Another brick in the mall
Face au déluge de briques pixellisées que nous déverse ce film, il est nécessaire de faire le tri pour s’en faire une idée à peu près cohérente.
Epileptique, délirant, il est avant tout construit comme un cartoon assez proche de Tex Avery, fatiguant et hurlant, mais souvent jubilatoire. On saluera la malice avec laquelle il joue de son postulat, les briques : c’est d’abord une limite, celle de la forme et des carrés qui rappellent les débuts du film d’animation, et qui donnent ici une touche assez originale et artisanale dans les effets d’eau, de fumée, ou de flammes ; mais c’est aussi le potentiel infini de construction, à savoir l’aspect séduisant des Transformers enfin intelligemment exploité.
C’est d’ailleurs l’un des centres du scénario que de défendre l’imaginaire, la construction sans plan et la possibilité de détruire pour reconstruire.
Cette jolie morale passe par une exposition satirique qui aura le mérite de plaire aux adultes et passera probablement bien au-dessus des enfants qu’ils accompagnent. La société dystopique où l’uniformité et l’imbécilité heureuse règnent en maitre est un agréable point de départ, saturé de références à notre société de consommation (j’ai beaucoup aimé le café à 42 dollars). L’ironie, souvent présente dans les films d’animation, atteint ici son apogée, qu’elle gangrène la figure du héros qui n’en est pas un ou par la parodie constante et les références à tout ce qui fait la culture pop des spectateurs, de Batman à Star Wars, habile façon de dérouler l’impressionnant catalogue des franchises détenues par Lego.

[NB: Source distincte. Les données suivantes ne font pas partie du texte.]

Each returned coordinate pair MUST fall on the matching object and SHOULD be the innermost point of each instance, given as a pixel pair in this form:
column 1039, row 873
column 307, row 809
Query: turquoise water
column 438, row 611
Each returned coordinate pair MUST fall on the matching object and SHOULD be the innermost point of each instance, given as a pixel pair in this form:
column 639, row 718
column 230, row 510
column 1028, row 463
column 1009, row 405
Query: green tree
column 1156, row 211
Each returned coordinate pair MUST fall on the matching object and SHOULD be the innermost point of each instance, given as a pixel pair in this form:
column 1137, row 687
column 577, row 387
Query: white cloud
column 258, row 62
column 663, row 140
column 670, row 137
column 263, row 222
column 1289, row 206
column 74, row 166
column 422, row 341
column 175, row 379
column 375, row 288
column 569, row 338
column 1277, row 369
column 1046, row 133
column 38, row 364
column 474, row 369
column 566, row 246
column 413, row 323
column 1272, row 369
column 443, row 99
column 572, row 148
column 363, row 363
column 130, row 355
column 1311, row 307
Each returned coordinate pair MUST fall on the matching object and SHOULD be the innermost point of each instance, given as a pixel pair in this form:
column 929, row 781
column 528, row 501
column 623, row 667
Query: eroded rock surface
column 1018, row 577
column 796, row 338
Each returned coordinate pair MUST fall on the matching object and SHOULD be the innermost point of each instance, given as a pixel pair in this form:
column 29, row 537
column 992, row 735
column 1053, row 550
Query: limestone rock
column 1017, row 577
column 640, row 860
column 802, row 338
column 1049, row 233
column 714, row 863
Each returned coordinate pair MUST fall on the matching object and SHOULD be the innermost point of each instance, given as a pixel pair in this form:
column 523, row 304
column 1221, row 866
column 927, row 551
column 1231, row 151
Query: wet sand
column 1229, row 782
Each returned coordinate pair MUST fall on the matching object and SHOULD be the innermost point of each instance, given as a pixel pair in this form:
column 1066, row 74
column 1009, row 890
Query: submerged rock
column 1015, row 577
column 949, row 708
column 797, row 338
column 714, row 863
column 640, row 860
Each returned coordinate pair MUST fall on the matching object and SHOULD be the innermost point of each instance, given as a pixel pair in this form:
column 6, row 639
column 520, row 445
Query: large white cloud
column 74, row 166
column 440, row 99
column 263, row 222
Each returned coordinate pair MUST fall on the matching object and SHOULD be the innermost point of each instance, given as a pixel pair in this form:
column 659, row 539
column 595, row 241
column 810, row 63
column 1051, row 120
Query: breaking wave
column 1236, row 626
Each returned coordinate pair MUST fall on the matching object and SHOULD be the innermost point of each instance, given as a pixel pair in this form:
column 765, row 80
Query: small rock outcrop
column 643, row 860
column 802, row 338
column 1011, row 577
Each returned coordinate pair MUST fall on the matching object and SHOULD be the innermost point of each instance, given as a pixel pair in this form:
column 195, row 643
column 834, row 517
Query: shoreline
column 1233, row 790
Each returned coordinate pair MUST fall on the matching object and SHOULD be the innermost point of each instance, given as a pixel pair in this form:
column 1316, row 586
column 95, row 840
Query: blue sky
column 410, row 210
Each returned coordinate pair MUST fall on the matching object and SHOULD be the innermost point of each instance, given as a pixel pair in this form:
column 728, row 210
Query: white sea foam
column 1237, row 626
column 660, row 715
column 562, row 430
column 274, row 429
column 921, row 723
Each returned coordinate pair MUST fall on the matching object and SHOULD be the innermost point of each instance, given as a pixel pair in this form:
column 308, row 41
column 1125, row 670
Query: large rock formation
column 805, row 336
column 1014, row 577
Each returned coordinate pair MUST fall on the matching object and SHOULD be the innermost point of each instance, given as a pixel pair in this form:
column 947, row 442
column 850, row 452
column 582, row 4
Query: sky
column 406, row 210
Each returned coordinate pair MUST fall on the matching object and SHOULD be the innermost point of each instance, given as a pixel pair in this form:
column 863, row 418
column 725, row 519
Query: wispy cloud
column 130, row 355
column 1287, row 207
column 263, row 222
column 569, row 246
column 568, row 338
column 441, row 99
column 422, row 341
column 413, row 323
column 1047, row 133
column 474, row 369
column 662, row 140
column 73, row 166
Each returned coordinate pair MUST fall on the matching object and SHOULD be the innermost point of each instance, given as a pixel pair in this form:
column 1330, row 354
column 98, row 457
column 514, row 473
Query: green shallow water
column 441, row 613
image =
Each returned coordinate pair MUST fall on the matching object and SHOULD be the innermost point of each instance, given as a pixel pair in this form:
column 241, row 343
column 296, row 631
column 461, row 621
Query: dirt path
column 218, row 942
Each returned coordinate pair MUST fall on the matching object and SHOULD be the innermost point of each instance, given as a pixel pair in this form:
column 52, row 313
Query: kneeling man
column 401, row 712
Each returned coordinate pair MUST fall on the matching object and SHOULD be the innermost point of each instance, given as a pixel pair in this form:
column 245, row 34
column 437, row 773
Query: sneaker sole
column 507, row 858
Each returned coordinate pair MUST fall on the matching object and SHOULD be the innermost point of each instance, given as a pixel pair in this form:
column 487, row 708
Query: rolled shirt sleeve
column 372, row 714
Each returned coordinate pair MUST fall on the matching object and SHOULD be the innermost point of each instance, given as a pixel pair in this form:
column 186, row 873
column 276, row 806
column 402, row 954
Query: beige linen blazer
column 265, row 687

Mention spéciale au regard oblique porté aux parents par l’astronaute des années 80 et son bas de casque brisé : j’ai cru qu’ils l’avaient cherché dans mon passé.
Car on ne s’y trompe évidemment pas : la publicité que fait la marque pour ses briques est d’une intelligence assez redoutable : logée au cœur d’un discours apparemment anticonformiste, valorisant l’imaginaire, l’initiative personnelle et la démocratie, le récit parvient à faire de ses jouets l’étendard d’un idéal moral et comportemental.
Lego est effectivement, à l’image de son président Business, partout : dans les rayons de jouets, les jeux vidéo, et dans le sillage de tous les blockbusters des dernières années. Doté de cette arme absolue qu’est l’autodérision, la marque s’offre une vitrine grand luxe pour un catalogue en 3D qui proclame sa toute puissance, sa malice et son règne dans les franchises et les cœurs, grâce à cette ode à la construction personnelle.
Bravo aux responsables du service marketing, c’est du très beau boulot.